No one said this isn't a good scheme for Apple. I'm simply saying that pushing to bring those profits back into the U.S. at some lower tax rate is UNETHICAL. As long as they keep overseas money overseas, that's their business. But the reason that this was noticed in the first place by Congress is that they are lobbying hard to get that money back here at 7% instead of 35%. I can lobby Congress all day long to lower my tax rate to 7%, but it isn't going to happen. Corporations have already gotten that break once before and like amnesty for immigrants, it only encourages them to keep doing what they're doing.

If Apple wants their money over here, they can pay their taxes over here.
 

BaldiMac

macrumors G3
Jan 24, 2008
8,801
10,944
You keep saying I don't understand it, but I see nothing in your replies that indicates you understand it at all as I'll show below. Your comparisons aren't valid. Your tax avoidance scheme doesn't work for obvious reasons, but you keep telling me I don't understand but avoid all the arguments or change the answer to be something that doesn't deal with my original scenario at all.



Dividend is just a word and here it just means profit. Calling a profit a dividend doesn't change the meaning implied in usage. Whether you call it paying a profit to Apple, a dividend to Apple or repatrioting the money to Apple in the U.S., it all means the same thing to the accountant.
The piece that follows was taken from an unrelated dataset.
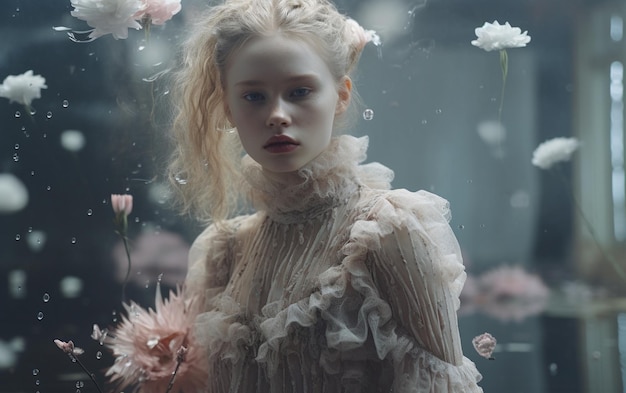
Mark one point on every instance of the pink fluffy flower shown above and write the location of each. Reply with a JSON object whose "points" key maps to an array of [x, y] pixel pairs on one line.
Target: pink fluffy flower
{"points": [[149, 345], [122, 204], [159, 11], [510, 293]]}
The profits made offshore are moved back to the U.S. and that means they are then taxed as income to the company.

As I said before and you ignored, there is a fundamental difference between Apple and me when it comes to offshore money. The difference is their subsidiaries aren't holding onto stock. They make PROFITS (you know by selling things or by collecting license fees from patents; they don't get paid in STOCK; they get paid in MONEY) which they KEEP over there instead of transferring it to the U.S. They can use that money overseas anyway they like. They can buy new televisions for Apple Ireland. They can pay companies in China to make new iPads if they so desire. They can do anything with it so long as it doesn't come back to the U.S.

The difference between what they do and what I can do by, as your example states, buy stock that may go up in value but doesn't collect any taxes until I cash them in is simple. Apple isn't getting paid from selling iPads in Ireland or Europe in general with stock! They're getting CASH. They have to pay taxes on that cash in the country they're based in, sure. A smart company picks a location that is generally more favorable than where they're at if they're hoping to avoid paying high taxes. But that money is free to use in Ireland. They can pay their electric bill with it, for example (or do you think Apple sends them a check every month?) I can't pay anything with my money held in Ireland until I cash out the stock at which point I have to pay taxes in the U.S. So why wouldn't I buy my stock in the U.S. in the first place since I don't pay taxes on it until I cash it in either? The taxes are deferred in both cases. Your argument makes no sense. Your example makes no sense. In short, you make no sense.

Nope. There is little difference in the context of this discussion between Apple owning all the stock in a foreign subsidiary and a person owning all the stock in a foreign subsidiary. In both cases, the owner of the stock is in control of the company and it's foreign profits.